Донской казак стал в Америке богатым человеком — приехавшие чувствуют демократию и её преимущества гораздо острее, чем родившиеся в ней. Тут не мешают твоим начинаниям, а даже всячески поддерживают «деление с народом», — есть узаконенная традиция деления, и американцы двести с лишним лет крутятся в свободном вращении, «ковбои верят в закон и низводят демократию до равенства людей перед ним: т. е. до охраны порядка в прерии».
Поведение человека старомоднее, чем ракеты, автомобили, компьютеры, и он остаётся, как есть — присвоит себе всё, что плохо и неплохо лежит. И как не восхититься Конфуцием, за пятьсот лет до рождения Христа, учившим, что «всегда и везде чиновники разворуют всё, но нужно чтоб хоть немного делились с народом». Хотя человек о нравственных императивах должен узнавать из книг, а не из сводов законов, но как правило, он читает макулатуру, поэтому пусть хоть верит в законы, определяющие общественный порядок, устанавливающие правила, чтобы различать — что можно и что нельзя. (Опять восточные напевы и поучения?)
Американцам свобода досталась «по наследству», а русские, можно сказать, её сами завоёвывают, и отбывают только первые десятилетия. Человек не подготовлен к столь стремительным переменам, впадает в крайности, истерики, депрессии, и уж конечно, продолжает обманывать государство, считая его врагом. Говорят, в детстве, воруют от недостатка любви, поэтому нас можно понять. Возникнет ли такая любовь между людьми и устройством страны, чтоб по–чёрному не воровали? Никто не знает. А вдруг со временем мы превратимся в законопослушных — и станем «не такими»?
В экстремальных или пограничных ситуациях отдельные люди не могут оставаться наедине с самим собой; так я, при переезде в Америку, хотела раствориться, забыться в общении с людьми, по–нашему, по коммунальному, — жить «без забора». Житьё в коммунистическом режиме создавало общность, какой‑то домашний уют, иллюзию единения. «Только рабы на галерах знают друг друга», — говорит Тассо. Своё внутреннее состояние — страх перед неизвестностью, тоску по дому, неуверенность, незнание языка, отсутствие работы — я переносила вовне, — туда, где большинство людей ищут причину своей печали, дискомфорта, неудовлетворённости. И тут под рукой Америка и американцы.
Ведь предыдущая жизнь в психологическом смысле для многих была более комфортабельной, чем вновь приобретённая, о прежнем в памяти остаются отобранные детали, сценки, события, — то, что хочется хранить.
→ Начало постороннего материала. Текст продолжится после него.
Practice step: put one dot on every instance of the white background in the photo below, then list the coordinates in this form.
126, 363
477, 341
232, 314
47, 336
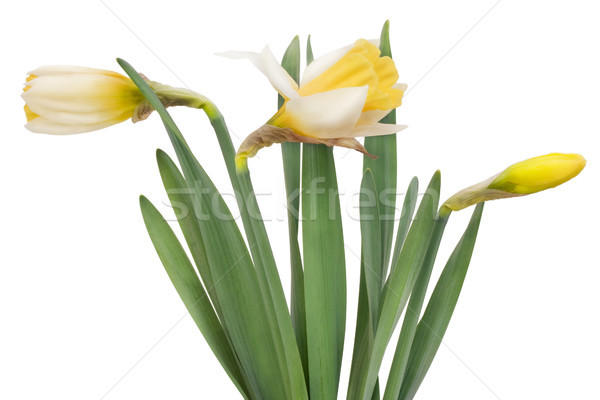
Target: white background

У Донского казака хранилась его привязанность и любовь к юности, к Дону, и он отождествляет себя с лучшим, что тогда было. И ему кажется, что там и люди были другие, не такие, как американцы, отчуждённые индивидуалисты, а идеальные, дружественные, нескучные. Неизвестно, что бы он сказал, постоянно живя среди своих «френов». Враждебность окружения, как известно, часто растёт пропорционально длительности твоего в нём пребывания, и отношения между людьми могут измениться на полный оборот. Ведь если взглянуть на отношения среди наших эмигрантов, то ясно видно, что со временем люди устают от себе подобных, и… «учтиво не узнаём других, чтобы и они нас не узнавали». На расстоянии можно дольше не менять оборота. Короткость по времени и дальность по расстоянию сливаются в одно слово — «дольше» (в слове «дольше» время и пространство вместе).
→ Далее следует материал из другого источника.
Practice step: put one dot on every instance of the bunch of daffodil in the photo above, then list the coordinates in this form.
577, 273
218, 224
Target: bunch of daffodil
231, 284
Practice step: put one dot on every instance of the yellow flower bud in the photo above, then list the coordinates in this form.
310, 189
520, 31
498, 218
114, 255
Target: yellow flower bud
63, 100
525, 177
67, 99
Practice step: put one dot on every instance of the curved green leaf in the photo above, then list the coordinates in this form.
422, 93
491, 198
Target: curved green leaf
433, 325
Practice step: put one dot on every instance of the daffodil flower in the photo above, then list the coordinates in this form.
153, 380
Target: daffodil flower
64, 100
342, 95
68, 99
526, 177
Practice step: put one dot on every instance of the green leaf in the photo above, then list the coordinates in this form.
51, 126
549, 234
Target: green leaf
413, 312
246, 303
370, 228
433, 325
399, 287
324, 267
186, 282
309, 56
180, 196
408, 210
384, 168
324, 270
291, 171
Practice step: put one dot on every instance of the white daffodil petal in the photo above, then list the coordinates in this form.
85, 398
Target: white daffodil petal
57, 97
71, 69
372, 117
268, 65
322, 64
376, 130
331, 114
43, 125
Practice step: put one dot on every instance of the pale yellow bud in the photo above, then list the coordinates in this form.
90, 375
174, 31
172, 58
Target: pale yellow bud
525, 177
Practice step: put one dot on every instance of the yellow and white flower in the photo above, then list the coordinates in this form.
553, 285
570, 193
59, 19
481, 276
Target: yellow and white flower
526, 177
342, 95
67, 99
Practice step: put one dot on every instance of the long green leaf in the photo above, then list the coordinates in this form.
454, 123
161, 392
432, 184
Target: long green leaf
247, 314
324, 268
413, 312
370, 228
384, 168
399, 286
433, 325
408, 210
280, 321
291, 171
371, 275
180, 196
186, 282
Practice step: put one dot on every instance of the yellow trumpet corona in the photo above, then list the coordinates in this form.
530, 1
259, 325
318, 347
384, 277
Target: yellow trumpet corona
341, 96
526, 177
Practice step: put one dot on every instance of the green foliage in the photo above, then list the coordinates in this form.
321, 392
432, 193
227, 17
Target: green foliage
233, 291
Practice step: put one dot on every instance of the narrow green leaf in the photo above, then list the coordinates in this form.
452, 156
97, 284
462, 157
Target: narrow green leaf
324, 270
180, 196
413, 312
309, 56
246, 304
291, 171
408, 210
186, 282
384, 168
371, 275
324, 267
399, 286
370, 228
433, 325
Пройдя, то что испытывают многие люди при адаптации: эйфорию, боль, очарования, разочарования, я рассталась со своими коммунальными замашками, и кажется, поняла смысл стихов Фроста: «Забор хороший у соседей добрых». При хорошем заборе дольше сохраняется хорошесть отношений. И эта особая отстранённость — забористость между людьми — теперь уже не представляется мне такой ужасающей, как в первое время, а чрезвычайно американской манерой поведения. И я почти её разделяю, хотя и не без сожаления об утраченном и иллюзорном «захаживании на огонёк».
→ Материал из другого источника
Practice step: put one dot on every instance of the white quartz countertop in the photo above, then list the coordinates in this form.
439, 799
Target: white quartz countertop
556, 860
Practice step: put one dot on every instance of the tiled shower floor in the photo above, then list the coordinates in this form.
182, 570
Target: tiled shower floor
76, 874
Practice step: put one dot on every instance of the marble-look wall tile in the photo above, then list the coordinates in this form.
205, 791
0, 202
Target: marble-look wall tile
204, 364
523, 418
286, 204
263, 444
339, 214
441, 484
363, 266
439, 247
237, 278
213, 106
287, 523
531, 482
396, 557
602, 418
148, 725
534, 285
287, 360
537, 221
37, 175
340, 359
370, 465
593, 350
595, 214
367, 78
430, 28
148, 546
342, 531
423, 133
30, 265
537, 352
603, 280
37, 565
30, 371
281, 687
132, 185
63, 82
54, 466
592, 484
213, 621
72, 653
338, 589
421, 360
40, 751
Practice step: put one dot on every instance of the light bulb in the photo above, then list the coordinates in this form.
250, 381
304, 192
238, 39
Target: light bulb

Среди наших, да и не наших, «таких» и «не таких» — фатальный разрыв между идеями и поступками — между фасадами и дворами. Возможно, у американского человека, для своего же блага, охват «идей» меньше, а «забор» в сознании чуть побольше. (Вокруг домов вообще заборов нет, но есть чёткие границы.) Как известно, весь миропорядок в конфликте с отдельным индивидуумом, и чуждость американского общества, — больше «она» или меньше любого другого, — остаётся под вопросом. В конце концов везде приходится выбирать одиночество. Что же касается индивидуального в сознании, то в Америке его ничуть не больше, чем где бы то ни было, — и тоже мало кто может похвастаться независимыми решениями, самостоятельностью мышления, оригинальностью.
Люди везде ещё люди, со своими судьбами, и «такие» — в России, и «не такие» — в Америке. На фоне бедности, бездеятельности, безответственности — «такие» — это «свои», «мы», «наши» — желающие последних слов и последних вопросов; а в блаженной стране Америке — «не такие» — это «чужие», «они», «не наши», «ихние» — без жгучих желаний проникать за поверхность вещей. Есть какая‑то непостижимая тайна между чувствами и рассудком; и роковую черту не хочу переступать, (да, и не найти её) потому уклонюсь от ответа: такие ли люди американцы, как и мы? Противопоставления часто приводят к стереотипным и банальным суждениям. То‑то и оно, что наши оптовые оценки мало чего стоят — и лучше уклоняться от обобщений. Ведь ярлыки, рассуждения в общих категориях, часто многое упускают, и всегда утверждаются за счёт других.